Nico Rosberg vince e torna in testa al Mondiale, Lewis Hamilton è secondo e mastica amaro. La Mercedes fa doppietta per la quinta volta nel 2014 dominando il Gp di Monaco e archivia un'altra pratica nel monotono campionato. La squadra centra la sesta vittoria in altrettante gare e con 240 punti ha già in tasca il titolo costruttori. Il Mondiale piloti, invece, cambia padrone nella classifica monomarca. Rosberg, con la seconda vittoria stagionale e la quinta della carriera (eguagliato papà Keke), vola a 122 punti e si riprende il primato. Il tedesco, che vive a Montecarlo, trionfa per il secondo anno consecutivo nel suo Principato. Hamilton, invece, fa i bagagli con i nervi tesi. Dopo aver perso la pole per l'errore commesso dal compagno, che ha paralizzato le qualifiche con un 'provvidenzialè lungo al Mirabeau, l'inglese non può far altro che seguire Rosberg per 78 giri sul tracciato più anomale del circus. Ci vorrebbe una strategia particolarmente azzeccata, ma dai box non arrivano invenzioni: Hamilton sbuffa e resta in coda. Agli altri restano, tanto per cambiare, le briciole. Daniel Ricciardo arriva a ridosso della seconda Mercedes e si prende il terzo posto riempiendo il bicchiere della Red Bull, costretta a incassare il ritiro di Sebastian Vettel per l'ennesimo flop della Power Unit Renault. La Ferrari, seconda tra le squadre normali, chiude ai piedi del podio con Fernando Alonso, quarto, e può recriminare per la sfortuna che macchia la miglior prova stagionale di Kimi Raikkonen. 

 Il finlandese parte alla grande, è terzo per metà gara ma viene impallinato dalla Marussia di Max Chilton: gomma bucata, gara rovinata. Il pilota di Espoo viene doppiato, prova a risalire la china ma nel finale tocca la McLaren di Kevin Magnussen. Non è giornata, il capolavoro allo start si rivela inutile. Mentre Rosberg difende la prima posizione dall'attacco del partner-nemico, al semaforo verde Raikkonen vola al quarto posto, alle spalle di Vettel. L'ingresso della safety car, 'convocatà subito per l'incidente alla Force India di Sergio Perez, segna di fatto la fine della gara per il campione del mondo.
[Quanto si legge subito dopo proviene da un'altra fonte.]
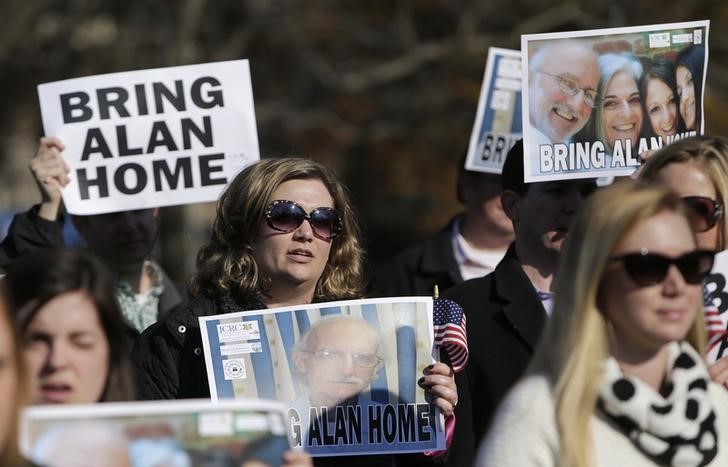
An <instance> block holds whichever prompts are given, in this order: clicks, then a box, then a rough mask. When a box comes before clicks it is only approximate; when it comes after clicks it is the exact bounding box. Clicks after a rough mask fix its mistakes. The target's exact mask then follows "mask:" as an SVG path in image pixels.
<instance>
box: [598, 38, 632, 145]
mask: <svg viewBox="0 0 728 467" xmlns="http://www.w3.org/2000/svg"><path fill="white" fill-rule="evenodd" d="M641 76H642V64H641V63H640V61H639V59H638V58H637V57H636V56H634V55H633V54H631V53H626V52H623V53H608V54H604V55H600V56H599V87H598V94H599V104H598V105H597V106H596V108H595V109H594V111H595V115H594V116H593V117H592V122H593V123H591V125H592V126H593V128H594V131H595V134H596V138H597V139H599V140H601V141H602V142H604V143H605V146H606V150H607V152H608V153H610V154H611V153H612V152H613V151H614V146H615V144H617V141H620V144H621V146H622V152H623V153H626V149H625V148H626V145H627V144H630V145H631V147H632V148H634V149H633V150H632V151H633V152H636V148H637V146H638V138H639V137H640V134H641V132H642V123H643V119H644V114H643V112H642V97H641V95H640V90H639V86H638V83H639V82H640V77H641ZM628 141H629V143H627V142H628Z"/></svg>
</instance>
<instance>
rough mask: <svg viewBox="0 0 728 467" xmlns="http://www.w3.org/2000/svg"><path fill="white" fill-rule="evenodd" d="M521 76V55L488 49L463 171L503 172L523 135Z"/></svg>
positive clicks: (479, 171) (509, 52)
mask: <svg viewBox="0 0 728 467" xmlns="http://www.w3.org/2000/svg"><path fill="white" fill-rule="evenodd" d="M521 75H522V72H521V52H520V51H518V50H510V49H501V48H498V47H491V48H490V49H488V59H487V60H486V63H485V73H484V74H483V84H482V86H481V88H480V99H479V100H478V111H477V113H476V116H475V124H474V125H473V131H472V133H471V134H470V145H469V146H468V155H467V157H466V159H465V168H466V169H468V170H472V171H476V172H487V173H496V174H499V173H501V172H502V171H503V162H505V159H506V154H508V150H509V149H511V147H512V146H513V144H514V143H515V142H516V141H517V140H519V139H520V138H521V134H522V132H523V130H522V124H523V123H522V122H523V118H522V117H521V88H522V81H521V80H522V76H521Z"/></svg>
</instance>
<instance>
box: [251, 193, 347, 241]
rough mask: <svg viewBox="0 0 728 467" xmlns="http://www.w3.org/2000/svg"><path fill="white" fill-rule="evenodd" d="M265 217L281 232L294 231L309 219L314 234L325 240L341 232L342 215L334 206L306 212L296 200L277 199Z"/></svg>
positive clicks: (304, 209) (273, 202)
mask: <svg viewBox="0 0 728 467" xmlns="http://www.w3.org/2000/svg"><path fill="white" fill-rule="evenodd" d="M265 219H266V222H268V225H269V226H270V228H271V229H274V230H277V231H279V232H286V233H288V232H293V231H294V230H296V229H297V228H299V227H300V226H301V224H303V221H304V220H307V221H308V222H309V223H310V224H311V230H313V233H314V235H316V236H317V237H319V238H321V239H323V240H331V239H332V238H334V237H336V236H337V235H339V233H341V216H340V215H339V212H338V211H337V210H336V209H334V208H328V207H321V208H316V209H314V210H312V211H311V212H309V213H306V210H305V209H303V207H302V206H301V205H300V204H298V203H296V202H294V201H287V200H276V201H273V202H272V203H271V204H270V205H269V206H268V209H266V211H265Z"/></svg>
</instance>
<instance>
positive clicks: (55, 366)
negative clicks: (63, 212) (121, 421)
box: [3, 249, 134, 404]
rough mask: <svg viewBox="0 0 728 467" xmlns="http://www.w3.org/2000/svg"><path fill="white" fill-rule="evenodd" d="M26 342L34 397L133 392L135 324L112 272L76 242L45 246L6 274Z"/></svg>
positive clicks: (32, 403)
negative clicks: (117, 301)
mask: <svg viewBox="0 0 728 467" xmlns="http://www.w3.org/2000/svg"><path fill="white" fill-rule="evenodd" d="M3 280H4V281H5V283H6V286H7V290H8V300H9V304H10V307H11V309H12V312H13V315H14V321H15V324H16V326H17V328H18V331H19V335H20V338H21V340H22V345H23V355H24V357H25V362H26V366H27V369H28V375H29V383H30V384H29V391H30V400H29V402H30V403H31V404H71V403H76V404H80V403H86V404H90V403H94V402H110V401H126V400H132V399H133V398H134V383H133V381H132V373H131V372H132V367H131V356H130V353H131V352H130V350H131V344H130V342H131V341H130V331H129V328H128V327H127V326H126V324H125V322H124V318H123V316H122V314H121V310H120V308H119V305H118V302H117V301H116V298H115V295H114V282H113V280H112V278H111V274H110V273H109V272H108V271H107V270H106V268H105V267H104V266H103V265H102V264H101V263H100V262H99V261H98V260H97V259H96V258H94V257H93V256H91V255H90V254H88V253H85V252H81V251H78V250H65V249H58V250H52V249H47V250H42V251H38V252H35V253H32V254H30V255H28V256H25V257H23V258H21V259H19V260H17V261H16V262H15V263H13V264H12V265H11V266H10V267H9V268H8V270H7V275H6V276H5V278H4V279H3Z"/></svg>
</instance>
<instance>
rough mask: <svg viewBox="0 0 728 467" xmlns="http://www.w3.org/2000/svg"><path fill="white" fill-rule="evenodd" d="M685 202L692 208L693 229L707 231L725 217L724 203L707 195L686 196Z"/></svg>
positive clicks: (700, 231)
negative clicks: (717, 200) (714, 199)
mask: <svg viewBox="0 0 728 467" xmlns="http://www.w3.org/2000/svg"><path fill="white" fill-rule="evenodd" d="M682 201H683V203H685V205H686V206H687V207H688V208H689V209H690V214H691V216H690V217H691V220H692V222H693V229H695V231H696V232H705V231H708V230H710V229H712V228H713V227H714V226H715V223H716V222H718V219H720V218H721V217H723V205H722V204H720V203H719V202H717V201H716V200H714V199H710V198H708V197H707V196H685V197H683V198H682Z"/></svg>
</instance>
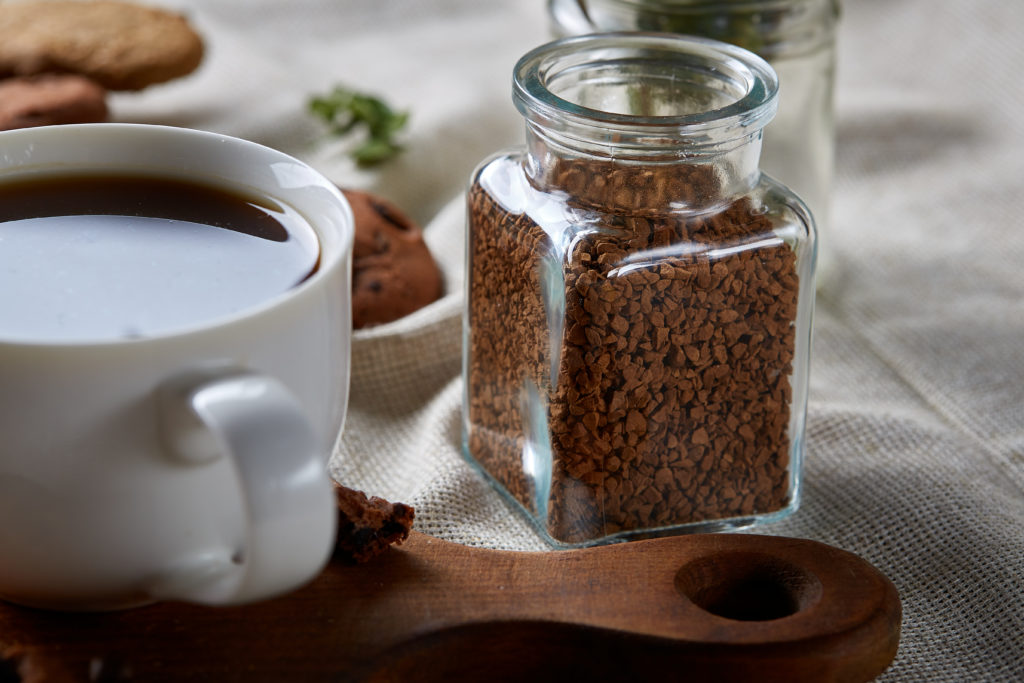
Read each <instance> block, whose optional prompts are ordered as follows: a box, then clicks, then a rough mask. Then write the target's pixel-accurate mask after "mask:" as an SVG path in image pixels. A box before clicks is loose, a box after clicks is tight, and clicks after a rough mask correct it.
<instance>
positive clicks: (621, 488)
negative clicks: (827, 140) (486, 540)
mask: <svg viewBox="0 0 1024 683" xmlns="http://www.w3.org/2000/svg"><path fill="white" fill-rule="evenodd" d="M548 168H549V169H550V171H549V173H548V175H547V176H546V177H545V178H543V179H542V182H544V183H545V185H546V186H548V187H556V188H558V189H560V190H562V191H563V193H564V194H565V195H567V197H568V198H569V199H568V200H567V206H566V207H565V211H564V213H565V214H566V215H569V216H572V217H573V220H572V223H573V225H572V226H571V227H569V228H568V229H569V231H570V232H571V236H570V239H566V236H565V234H564V232H565V229H566V228H565V227H563V226H552V225H540V224H538V222H535V220H534V219H532V218H531V217H530V216H529V215H528V213H526V212H523V213H512V212H510V211H508V210H506V209H505V208H503V205H502V204H501V203H499V202H498V201H496V199H495V198H494V197H492V195H490V194H489V193H488V191H487V189H485V188H484V187H483V186H481V184H480V183H479V181H477V182H476V183H475V184H474V185H473V186H472V187H471V189H470V194H469V236H468V239H469V263H470V271H469V273H468V278H469V294H468V298H469V300H468V315H469V317H468V321H469V335H468V344H469V348H468V356H469V358H468V366H467V383H468V384H467V396H468V401H467V417H468V422H469V425H468V441H467V447H468V449H469V452H470V455H471V456H472V458H473V459H474V460H475V461H476V462H477V463H478V464H479V465H480V466H481V467H482V468H483V469H484V470H485V471H486V472H487V473H489V475H490V476H492V477H494V479H495V480H497V481H498V482H499V483H500V484H501V485H502V486H504V487H505V488H506V489H507V490H508V493H509V494H511V496H512V497H514V498H515V499H516V500H518V501H519V503H521V504H522V505H523V506H524V507H525V508H526V509H527V510H528V511H530V512H531V513H532V514H534V515H535V516H536V517H538V518H539V519H540V520H542V521H543V522H544V525H545V527H546V530H547V532H548V533H549V535H550V536H551V537H552V538H553V539H554V540H556V541H559V542H562V543H568V544H581V543H588V542H593V541H596V540H599V539H601V538H603V537H607V536H611V535H615V533H618V532H622V531H643V530H655V529H658V528H662V527H671V526H676V525H682V524H690V523H694V522H701V521H711V520H719V519H729V518H742V517H750V516H752V515H759V514H764V513H766V512H772V511H775V510H779V509H781V508H783V507H785V506H786V505H787V504H788V502H790V498H791V495H792V493H791V490H790V481H791V473H790V467H788V466H790V451H791V445H792V444H791V440H790V436H788V428H790V421H791V401H792V389H791V385H790V377H791V375H792V373H793V359H794V352H795V343H796V341H795V336H796V332H795V322H796V317H797V303H798V289H799V282H798V275H797V266H796V255H795V253H794V251H793V248H792V247H791V246H790V245H787V244H786V243H784V242H783V241H782V240H781V239H779V238H778V237H777V236H776V234H775V233H774V232H773V225H772V222H771V220H770V218H768V217H767V216H766V215H764V213H763V212H762V211H759V210H758V209H757V207H756V206H754V204H753V203H752V201H751V200H750V199H749V198H746V197H742V198H740V199H736V200H733V201H730V200H729V199H728V198H727V197H724V196H723V197H721V198H720V199H719V198H718V197H717V196H718V194H719V193H720V191H721V189H720V187H719V182H718V180H717V177H716V175H715V174H714V172H713V169H712V168H711V167H705V166H699V165H682V166H681V165H678V164H676V165H671V166H666V167H658V166H653V165H650V166H647V165H645V166H640V165H637V166H631V165H628V164H616V163H612V162H598V161H593V160H558V162H557V163H553V164H551V165H550V166H549V167H548ZM532 191H537V190H532ZM549 201H550V200H549ZM716 202H717V203H716ZM526 205H527V206H529V203H528V201H527V202H526ZM687 206H700V207H711V209H703V210H700V211H696V210H693V211H690V210H687V209H686V207H687ZM680 207H682V208H680ZM560 245H568V246H567V247H563V246H560ZM549 449H550V463H549V462H548V460H547V458H548V454H549ZM538 468H550V490H548V489H547V486H546V485H542V486H541V489H540V490H538V488H537V485H538V482H544V481H546V480H547V473H545V472H540V471H538ZM539 494H540V495H541V496H543V497H544V498H543V499H542V500H538V496H539ZM545 506H546V507H545Z"/></svg>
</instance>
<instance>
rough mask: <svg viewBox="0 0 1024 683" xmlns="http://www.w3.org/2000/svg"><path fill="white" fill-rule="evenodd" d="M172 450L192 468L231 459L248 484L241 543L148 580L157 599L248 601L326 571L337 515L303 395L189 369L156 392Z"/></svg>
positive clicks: (331, 487)
mask: <svg viewBox="0 0 1024 683" xmlns="http://www.w3.org/2000/svg"><path fill="white" fill-rule="evenodd" d="M158 410H159V413H160V425H161V431H162V438H163V443H164V447H165V450H166V451H167V452H168V454H169V455H171V456H172V457H173V458H175V459H177V460H179V462H182V464H188V465H199V466H202V465H206V464H210V463H214V462H216V461H219V460H220V459H222V458H225V457H226V458H230V460H231V461H232V463H233V467H234V471H236V473H237V475H238V478H239V482H240V485H241V489H242V495H243V500H244V504H245V509H244V510H243V511H242V516H243V519H244V520H245V525H246V529H245V532H246V536H245V545H244V547H242V548H227V547H225V548H221V549H213V550H207V551H203V552H200V553H198V554H196V555H194V556H191V557H187V558H183V559H182V560H181V561H180V562H179V563H178V564H176V565H175V566H173V567H170V568H168V569H166V570H165V571H164V572H162V573H161V574H160V575H159V577H157V578H156V579H155V580H154V581H153V582H151V585H150V593H151V595H152V597H154V598H155V599H157V600H184V601H187V602H196V603H201V604H210V605H227V604H240V603H245V602H251V601H254V600H260V599H263V598H269V597H272V596H274V595H279V594H281V593H284V592H287V591H289V590H291V589H294V588H297V587H298V586H300V585H302V584H304V583H305V582H307V581H309V580H311V579H312V578H313V577H314V575H316V573H318V572H319V570H321V569H323V567H324V565H325V564H326V563H327V560H328V557H329V555H330V553H331V550H332V549H333V546H334V541H335V533H336V525H337V511H336V508H335V502H334V494H333V492H332V486H331V481H330V477H329V475H328V472H327V466H326V465H327V463H326V458H325V457H324V454H325V450H324V447H323V445H322V443H321V439H319V438H317V436H316V432H315V430H314V429H313V427H312V425H311V424H310V423H309V420H308V419H307V418H306V415H305V411H304V410H303V408H302V405H301V404H300V403H299V401H298V399H296V398H295V396H293V395H292V393H291V392H290V391H289V390H288V389H287V388H286V387H285V386H284V385H283V384H282V383H281V382H279V381H278V380H275V379H273V378H270V377H267V376H265V375H261V374H257V373H253V372H250V371H246V370H241V369H226V370H212V371H206V372H197V373H193V374H187V375H183V376H180V377H177V378H175V379H174V380H171V381H170V382H167V383H165V384H164V385H163V386H161V387H160V389H159V390H158Z"/></svg>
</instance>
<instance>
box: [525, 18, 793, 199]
mask: <svg viewBox="0 0 1024 683" xmlns="http://www.w3.org/2000/svg"><path fill="white" fill-rule="evenodd" d="M513 85H514V99H515V102H516V105H517V108H518V109H519V111H520V113H521V114H522V115H523V117H524V119H525V121H526V155H525V157H524V171H525V173H526V176H527V177H528V178H529V180H530V182H531V183H532V184H535V185H536V186H538V187H540V188H542V189H544V190H547V191H550V190H556V191H563V193H565V194H566V195H567V196H568V198H569V201H570V202H577V203H579V204H582V205H586V206H589V207H593V208H598V209H605V210H609V211H615V212H630V213H637V212H640V213H647V212H665V211H670V210H684V211H702V210H707V209H709V208H711V207H713V206H715V205H717V204H721V203H723V202H726V201H728V200H729V199H730V198H733V197H735V196H738V195H741V194H743V193H745V191H748V190H749V189H750V188H751V187H753V186H754V185H755V184H756V183H757V181H758V179H759V177H760V171H759V166H758V164H759V158H760V152H761V131H762V128H763V127H764V125H765V124H767V123H768V121H769V120H770V119H771V117H772V116H773V115H774V113H775V109H776V93H777V80H776V78H775V74H774V72H773V71H772V70H771V68H770V67H768V65H767V63H766V62H765V61H764V60H763V59H761V58H759V57H757V56H756V55H754V54H752V53H750V52H748V51H745V50H742V49H741V48H737V47H735V46H732V45H726V44H724V43H719V42H717V41H710V40H703V39H697V38H683V37H678V36H666V35H654V34H636V33H623V34H614V33H613V34H601V35H591V36H582V37H577V38H567V39H562V40H559V41H555V42H554V43H549V44H548V45H545V46H542V47H540V48H538V49H537V50H534V51H532V52H530V53H528V54H527V55H525V56H524V57H523V58H522V59H521V60H520V61H519V63H518V65H517V67H516V71H515V79H514V84H513Z"/></svg>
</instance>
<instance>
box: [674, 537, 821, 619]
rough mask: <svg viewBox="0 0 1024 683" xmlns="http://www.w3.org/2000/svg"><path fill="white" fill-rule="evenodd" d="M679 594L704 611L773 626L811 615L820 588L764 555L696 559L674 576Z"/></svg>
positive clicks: (787, 563)
mask: <svg viewBox="0 0 1024 683" xmlns="http://www.w3.org/2000/svg"><path fill="white" fill-rule="evenodd" d="M676 588H677V590H679V592H680V593H682V594H683V595H684V596H686V597H687V598H689V599H690V600H691V601H692V602H693V603H694V604H695V605H697V606H698V607H700V608H701V609H703V610H706V611H709V612H711V613H712V614H716V615H717V616H722V617H725V618H731V620H735V621H739V622H769V621H773V620H777V618H783V617H785V616H791V615H792V614H796V613H797V612H799V611H801V610H803V609H807V608H808V607H810V606H811V605H813V604H814V603H815V602H817V600H818V599H819V598H820V597H821V582H820V581H818V578H817V577H815V575H814V574H813V573H811V572H810V571H808V570H807V569H804V568H802V567H800V566H797V565H796V564H793V563H792V562H788V561H786V560H783V559H780V558H778V557H773V556H771V555H768V554H764V553H750V552H729V553H719V554H716V555H710V556H706V557H701V558H698V559H696V560H694V561H692V562H689V563H687V564H685V565H683V567H682V568H681V569H680V570H679V571H678V573H677V574H676Z"/></svg>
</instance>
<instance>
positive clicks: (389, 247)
mask: <svg viewBox="0 0 1024 683" xmlns="http://www.w3.org/2000/svg"><path fill="white" fill-rule="evenodd" d="M342 191H343V193H344V195H345V198H346V199H347V200H348V203H349V204H350V205H351V207H352V213H353V215H354V217H355V246H354V249H353V251H352V326H353V327H354V328H356V329H358V328H366V327H370V326H373V325H380V324H382V323H390V322H391V321H395V319H397V318H399V317H402V316H404V315H408V314H409V313H412V312H413V311H415V310H418V309H420V308H422V307H423V306H426V305H427V304H429V303H431V302H433V301H436V300H437V299H438V298H440V296H441V289H442V284H441V273H440V269H439V268H438V267H437V263H436V262H435V261H434V258H433V255H432V254H431V253H430V250H429V249H428V248H427V245H426V243H425V242H424V241H423V231H422V230H421V229H420V227H419V226H418V225H417V224H416V223H414V222H413V221H412V220H410V218H409V217H408V216H406V215H404V214H403V213H402V212H401V211H400V210H398V208H397V207H395V206H394V205H393V204H391V203H390V202H387V201H385V200H383V199H381V198H379V197H376V196H374V195H371V194H369V193H365V191H360V190H354V189H343V190H342Z"/></svg>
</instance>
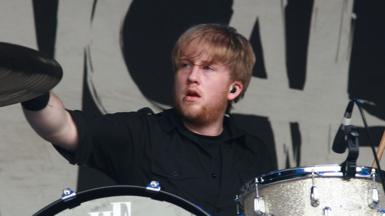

Vettel deve fare i conti con l'ennesimo problema alla sua Red Bull e getta la spugna all'ottavo giro con il ritiro definitivo. Il k.o. dell'iridato consente ad Alonso di risalire in quinta posizione, sempre dietro alla Red Bull di Ricciardo. Montecarlo si conferma nemico assoluto dei sorpassi e i primi 5 procedono senza scossoni. Le due Mercedes, in particolare, marciano con tempi identici e sono separate da un secondo abbondante. Raikkonen è un inseguitore virtuale, visto che al 20° giro è staccato di 10 secondi dal vertice. La monotonia del pomeriggio viene interrotta nella 26a tornata dalla seconda apparizione della safety car, che interviene dopo l'harakiri della Sauber di Adrian Sutil all'uscita dal tunnel. I primi della fila sfruttano il break per rientrare ai box e sostituire le gomme. Hamilton, che avrebbe voluto anticipare la sosta, si lamenta via radio per la strategia del team e aggiunge altro pepe al weekend della squadra.

Va peggio a Raikkonen, che viene tamponato dalla Marussia di Max Chilton, già doppiata, e deve rientrare per una foratura: il finlandese, perfetto per 28 giri, si ritrova in 12a posizione e dice addio al podio. Si ricomincia a far sul serio e le Mercedes riprendono il cammino solitario. Con gli pneumatici soft, le Frecce d'argento allungano, senza traccia di duello vero. Rosberg guida con il pilota automatico. Hamilton, che nel finale lamenta un problema all'occhio sinistro, rallenta e si ritrova negli specchietti la sagoma della Red Bull di Ricciardo. L'inglese tiene, la doppietta è salva. Menzione speciale per Jules Bianchi: il francesino è ottavo e regala alla Marussia i primi punti iridati nella storia del team. Tra due settimane, in Canada, nuovo episodio.